Of course, we already have the statement that its unsupported, and therefore if you try to use it, it might be UB, and therefore writing a test case and then trying to infer something from it might be a fool’s errand. However, if we push past that, it seems to me that:

  • The behavior of that long double declaration in host code and in device code manifests differently.
  • The behavior of the declaration in device code might be indicated by the warning, whatever that warning means. It looks fairly literal, to me. It appears to behave almost exactly like you replace long double with double. (You could nitpick about the total size of the storage space, perhaps.)
  • I don’t see any evidence that cuda-gdb is doing anything untoward. It appears to be using the host definition of long double (quite sensible to me, since its unsupported in device code, but we might want to inspect a structure that happens to be carrying that), and interpreting the bytes it finds according to that. Since use of long double in device code is unsupported, that might actually be the most useful behavior for cuda-gdb to manifest.

Perhaps it is a double[2], each aligned to 16 bytes? But initialized with a double[2] with alignment 8 bytes? Or just cuda-gdb assumes the wrong alignment, when indexing?

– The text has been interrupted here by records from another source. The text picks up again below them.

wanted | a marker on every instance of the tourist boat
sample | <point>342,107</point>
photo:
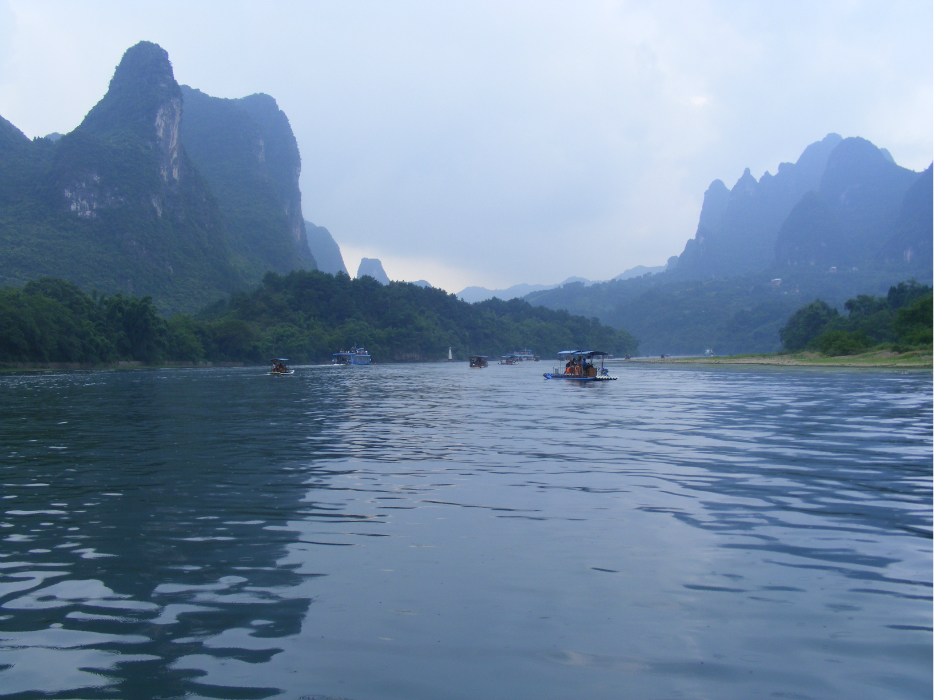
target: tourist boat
<point>525,356</point>
<point>580,365</point>
<point>354,356</point>
<point>279,367</point>
<point>478,361</point>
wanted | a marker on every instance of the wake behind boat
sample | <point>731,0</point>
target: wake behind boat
<point>580,365</point>
<point>354,356</point>
<point>279,368</point>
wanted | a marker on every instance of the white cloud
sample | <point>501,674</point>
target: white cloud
<point>478,140</point>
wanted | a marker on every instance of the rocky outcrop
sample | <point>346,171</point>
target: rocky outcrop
<point>372,267</point>
<point>119,206</point>
<point>247,151</point>
<point>738,227</point>
<point>325,249</point>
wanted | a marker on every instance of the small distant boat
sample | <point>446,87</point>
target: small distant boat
<point>279,368</point>
<point>354,356</point>
<point>525,356</point>
<point>478,361</point>
<point>580,365</point>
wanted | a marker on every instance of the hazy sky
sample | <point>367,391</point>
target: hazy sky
<point>497,143</point>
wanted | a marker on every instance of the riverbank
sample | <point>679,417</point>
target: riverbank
<point>915,359</point>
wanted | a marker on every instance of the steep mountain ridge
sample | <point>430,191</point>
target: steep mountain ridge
<point>246,150</point>
<point>118,205</point>
<point>325,249</point>
<point>737,229</point>
<point>860,225</point>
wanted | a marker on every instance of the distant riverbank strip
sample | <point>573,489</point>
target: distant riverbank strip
<point>916,359</point>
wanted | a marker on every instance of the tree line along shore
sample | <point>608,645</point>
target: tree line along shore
<point>307,316</point>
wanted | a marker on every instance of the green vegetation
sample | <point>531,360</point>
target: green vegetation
<point>902,319</point>
<point>305,316</point>
<point>51,320</point>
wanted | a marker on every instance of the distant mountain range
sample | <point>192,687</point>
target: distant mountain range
<point>161,190</point>
<point>475,294</point>
<point>325,249</point>
<point>371,267</point>
<point>843,220</point>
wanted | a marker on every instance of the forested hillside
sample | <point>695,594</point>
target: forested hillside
<point>305,316</point>
<point>901,319</point>
<point>118,204</point>
<point>247,152</point>
<point>764,248</point>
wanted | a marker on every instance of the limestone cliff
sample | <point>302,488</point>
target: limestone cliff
<point>247,151</point>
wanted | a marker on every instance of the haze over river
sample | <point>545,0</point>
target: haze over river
<point>430,531</point>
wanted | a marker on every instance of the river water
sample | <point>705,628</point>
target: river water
<point>430,531</point>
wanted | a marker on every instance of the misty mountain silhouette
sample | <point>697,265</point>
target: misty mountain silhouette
<point>372,267</point>
<point>843,220</point>
<point>119,205</point>
<point>325,249</point>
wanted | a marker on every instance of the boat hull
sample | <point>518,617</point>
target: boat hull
<point>572,378</point>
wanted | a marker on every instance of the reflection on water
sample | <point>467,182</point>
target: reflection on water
<point>436,532</point>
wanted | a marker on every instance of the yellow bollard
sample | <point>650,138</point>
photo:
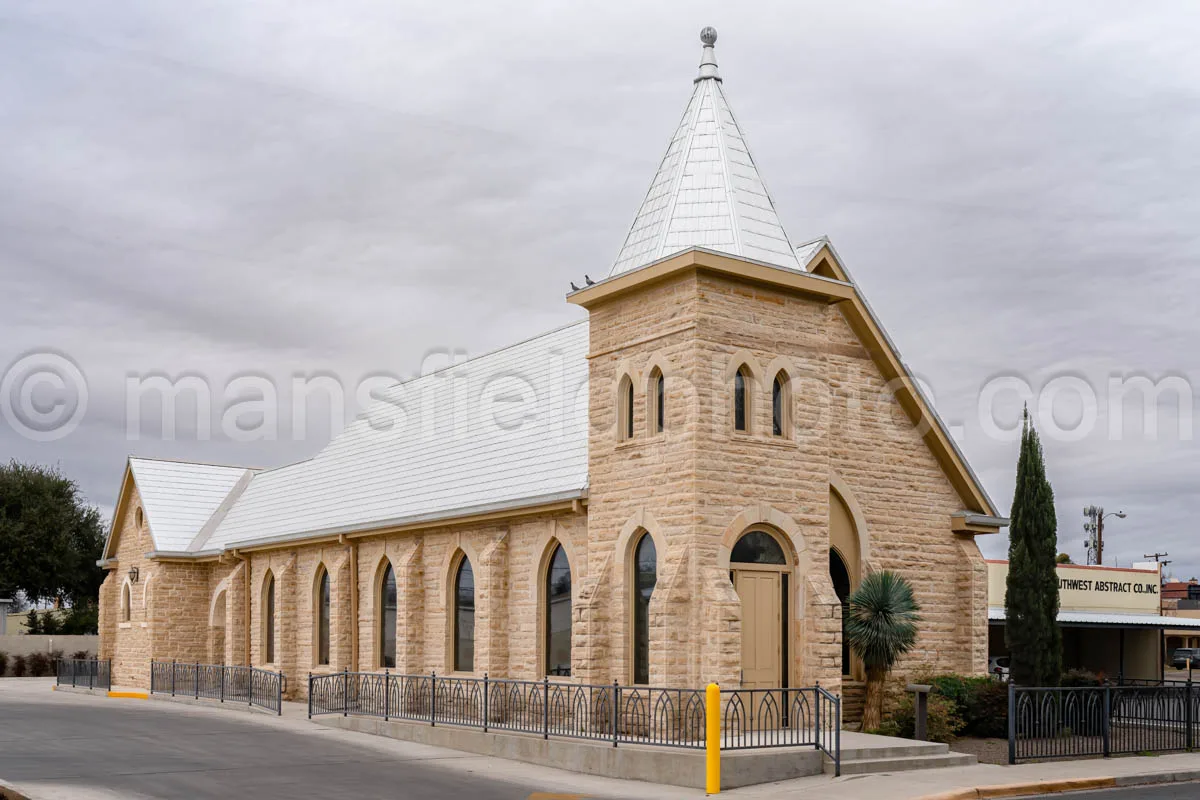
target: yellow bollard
<point>713,739</point>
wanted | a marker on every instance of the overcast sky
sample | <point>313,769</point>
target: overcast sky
<point>293,187</point>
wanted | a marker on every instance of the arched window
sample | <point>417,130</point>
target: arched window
<point>558,614</point>
<point>840,577</point>
<point>269,618</point>
<point>757,547</point>
<point>323,615</point>
<point>658,414</point>
<point>780,405</point>
<point>388,618</point>
<point>465,618</point>
<point>646,575</point>
<point>625,409</point>
<point>742,400</point>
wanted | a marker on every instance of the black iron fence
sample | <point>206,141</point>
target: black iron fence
<point>670,717</point>
<point>1079,722</point>
<point>781,717</point>
<point>93,673</point>
<point>222,683</point>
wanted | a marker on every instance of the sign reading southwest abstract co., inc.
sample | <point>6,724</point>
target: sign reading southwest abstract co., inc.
<point>1091,588</point>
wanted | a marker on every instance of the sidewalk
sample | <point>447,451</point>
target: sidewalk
<point>947,783</point>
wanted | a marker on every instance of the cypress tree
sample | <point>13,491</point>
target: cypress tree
<point>1031,630</point>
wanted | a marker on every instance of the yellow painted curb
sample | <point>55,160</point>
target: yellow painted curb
<point>1019,789</point>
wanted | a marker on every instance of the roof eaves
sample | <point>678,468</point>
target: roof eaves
<point>923,398</point>
<point>413,519</point>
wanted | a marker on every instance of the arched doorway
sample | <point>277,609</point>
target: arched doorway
<point>216,630</point>
<point>760,571</point>
<point>841,585</point>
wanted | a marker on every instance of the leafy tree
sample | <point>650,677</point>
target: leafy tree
<point>49,536</point>
<point>1031,630</point>
<point>881,626</point>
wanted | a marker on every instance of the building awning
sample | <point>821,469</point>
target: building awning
<point>1110,619</point>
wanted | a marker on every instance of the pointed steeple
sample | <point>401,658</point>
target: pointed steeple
<point>707,192</point>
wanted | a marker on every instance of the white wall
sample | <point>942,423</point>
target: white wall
<point>25,645</point>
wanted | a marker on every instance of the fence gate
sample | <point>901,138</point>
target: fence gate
<point>1073,722</point>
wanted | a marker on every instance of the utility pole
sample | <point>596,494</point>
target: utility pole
<point>1095,530</point>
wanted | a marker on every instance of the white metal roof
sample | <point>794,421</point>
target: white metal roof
<point>1107,618</point>
<point>505,428</point>
<point>179,498</point>
<point>707,192</point>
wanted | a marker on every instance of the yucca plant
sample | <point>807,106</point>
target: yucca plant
<point>881,626</point>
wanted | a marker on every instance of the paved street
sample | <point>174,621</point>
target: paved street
<point>1170,792</point>
<point>61,745</point>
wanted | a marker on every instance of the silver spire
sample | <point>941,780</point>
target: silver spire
<point>708,58</point>
<point>707,192</point>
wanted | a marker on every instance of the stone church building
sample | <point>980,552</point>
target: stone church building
<point>682,487</point>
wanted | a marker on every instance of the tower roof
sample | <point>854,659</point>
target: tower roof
<point>707,192</point>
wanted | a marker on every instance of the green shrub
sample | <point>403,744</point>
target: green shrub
<point>942,723</point>
<point>39,665</point>
<point>1077,678</point>
<point>985,713</point>
<point>979,701</point>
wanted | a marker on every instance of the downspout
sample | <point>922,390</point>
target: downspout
<point>354,603</point>
<point>245,576</point>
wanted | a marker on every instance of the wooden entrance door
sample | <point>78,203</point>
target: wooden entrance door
<point>761,593</point>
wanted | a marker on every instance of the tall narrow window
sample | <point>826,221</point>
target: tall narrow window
<point>558,614</point>
<point>388,619</point>
<point>657,405</point>
<point>741,400</point>
<point>646,575</point>
<point>625,409</point>
<point>780,405</point>
<point>269,619</point>
<point>323,617</point>
<point>465,618</point>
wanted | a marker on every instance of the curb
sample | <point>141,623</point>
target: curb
<point>1065,785</point>
<point>102,692</point>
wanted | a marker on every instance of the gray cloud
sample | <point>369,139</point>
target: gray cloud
<point>288,187</point>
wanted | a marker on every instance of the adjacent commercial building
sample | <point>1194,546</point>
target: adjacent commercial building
<point>683,487</point>
<point>1110,617</point>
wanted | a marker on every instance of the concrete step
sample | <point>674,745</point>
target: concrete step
<point>897,751</point>
<point>900,763</point>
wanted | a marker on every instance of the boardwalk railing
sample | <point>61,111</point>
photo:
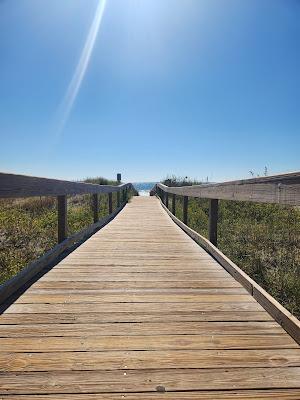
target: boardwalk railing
<point>281,189</point>
<point>20,186</point>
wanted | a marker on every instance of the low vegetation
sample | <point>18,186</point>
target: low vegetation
<point>28,226</point>
<point>262,239</point>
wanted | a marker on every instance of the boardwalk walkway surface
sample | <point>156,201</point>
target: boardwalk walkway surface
<point>137,310</point>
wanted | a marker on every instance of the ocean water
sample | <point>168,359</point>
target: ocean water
<point>144,187</point>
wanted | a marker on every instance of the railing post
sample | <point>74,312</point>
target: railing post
<point>174,204</point>
<point>118,193</point>
<point>110,203</point>
<point>185,209</point>
<point>213,221</point>
<point>96,207</point>
<point>62,229</point>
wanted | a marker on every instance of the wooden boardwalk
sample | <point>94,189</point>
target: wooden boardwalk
<point>138,310</point>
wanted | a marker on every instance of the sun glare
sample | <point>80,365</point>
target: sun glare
<point>81,68</point>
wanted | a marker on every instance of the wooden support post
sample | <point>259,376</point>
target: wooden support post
<point>62,230</point>
<point>109,203</point>
<point>118,193</point>
<point>185,209</point>
<point>174,204</point>
<point>96,207</point>
<point>213,221</point>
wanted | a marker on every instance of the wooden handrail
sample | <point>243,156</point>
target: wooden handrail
<point>280,189</point>
<point>16,186</point>
<point>13,186</point>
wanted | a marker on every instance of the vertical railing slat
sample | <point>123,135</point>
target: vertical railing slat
<point>62,229</point>
<point>110,203</point>
<point>174,204</point>
<point>96,207</point>
<point>185,209</point>
<point>213,221</point>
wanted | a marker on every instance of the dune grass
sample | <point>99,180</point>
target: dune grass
<point>262,239</point>
<point>28,226</point>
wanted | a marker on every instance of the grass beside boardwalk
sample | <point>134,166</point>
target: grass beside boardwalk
<point>28,226</point>
<point>262,239</point>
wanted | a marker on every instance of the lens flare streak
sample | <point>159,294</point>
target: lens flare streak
<point>76,81</point>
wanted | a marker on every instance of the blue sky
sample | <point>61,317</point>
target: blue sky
<point>187,87</point>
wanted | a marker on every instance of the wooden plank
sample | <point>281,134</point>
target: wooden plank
<point>264,394</point>
<point>147,329</point>
<point>150,380</point>
<point>141,360</point>
<point>159,316</point>
<point>280,189</point>
<point>81,298</point>
<point>130,307</point>
<point>11,286</point>
<point>13,186</point>
<point>188,284</point>
<point>281,315</point>
<point>138,309</point>
<point>137,342</point>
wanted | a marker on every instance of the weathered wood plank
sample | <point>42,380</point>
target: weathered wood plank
<point>159,316</point>
<point>130,307</point>
<point>147,329</point>
<point>137,309</point>
<point>140,360</point>
<point>138,342</point>
<point>263,394</point>
<point>281,315</point>
<point>150,380</point>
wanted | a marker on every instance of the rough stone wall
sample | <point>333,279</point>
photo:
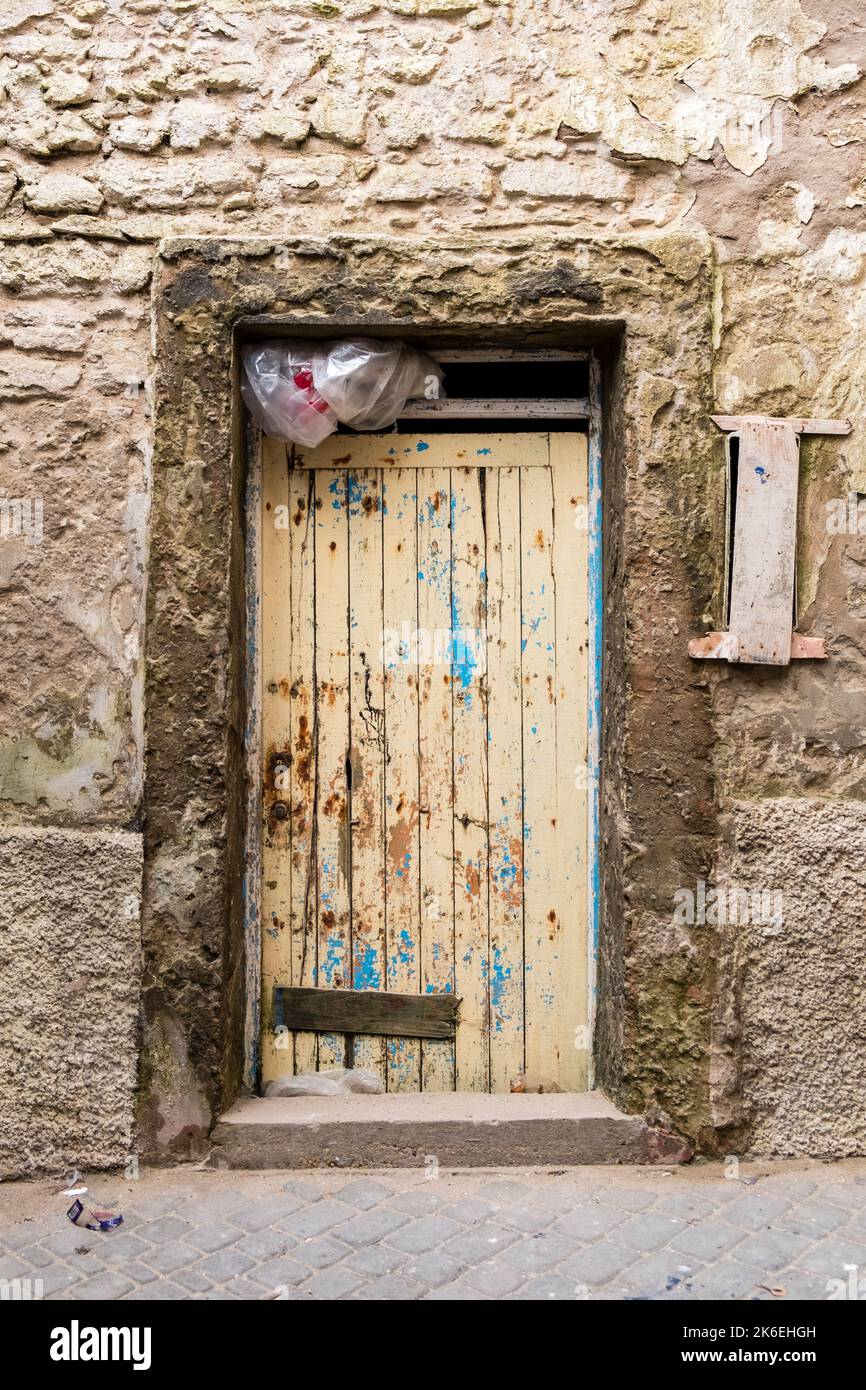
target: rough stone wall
<point>430,120</point>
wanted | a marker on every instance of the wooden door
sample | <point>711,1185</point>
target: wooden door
<point>424,727</point>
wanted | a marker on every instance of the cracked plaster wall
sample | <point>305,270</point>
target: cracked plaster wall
<point>125,123</point>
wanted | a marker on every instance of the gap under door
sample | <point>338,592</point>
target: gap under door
<point>426,701</point>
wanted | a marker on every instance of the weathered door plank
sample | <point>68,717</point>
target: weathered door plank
<point>305,754</point>
<point>334,968</point>
<point>401,659</point>
<point>367,715</point>
<point>505,761</point>
<point>435,774</point>
<point>275,773</point>
<point>765,542</point>
<point>469,704</point>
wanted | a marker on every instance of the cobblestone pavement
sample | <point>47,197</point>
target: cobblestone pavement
<point>613,1233</point>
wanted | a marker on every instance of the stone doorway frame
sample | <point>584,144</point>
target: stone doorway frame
<point>645,309</point>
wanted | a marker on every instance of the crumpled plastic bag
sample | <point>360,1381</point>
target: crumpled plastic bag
<point>278,389</point>
<point>341,1082</point>
<point>298,389</point>
<point>369,382</point>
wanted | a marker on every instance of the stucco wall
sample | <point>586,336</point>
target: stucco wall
<point>430,121</point>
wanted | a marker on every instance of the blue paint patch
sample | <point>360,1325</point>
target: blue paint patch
<point>367,975</point>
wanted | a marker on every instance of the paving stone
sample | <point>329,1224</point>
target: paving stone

For whatever reason I don’t get a warning, even if I invoke nvcc with just the -c flag and some -I flags and a file extension of .cu. But undefined behavior is just that and not worth perusing.

Thinking about this maybe cuda-gdb gets messed up because the debugging symbol information gets complicated with different sizes of the variable on host and GPU, and if I remember right there’s only one debugger symbol table and no way to encode two different definitions of the same variable. It looks like nvcc is mapping the variable in storage and initializing it correctly as 8-byte floats, it’s just the debug symbols that get confused

I brought this up as confusing behavior that could trip someone up, but since
it’s specified as undefined behavior then just close this out…

This topic was automatically closed 14 days after the last reply. New replies are no longer allowed.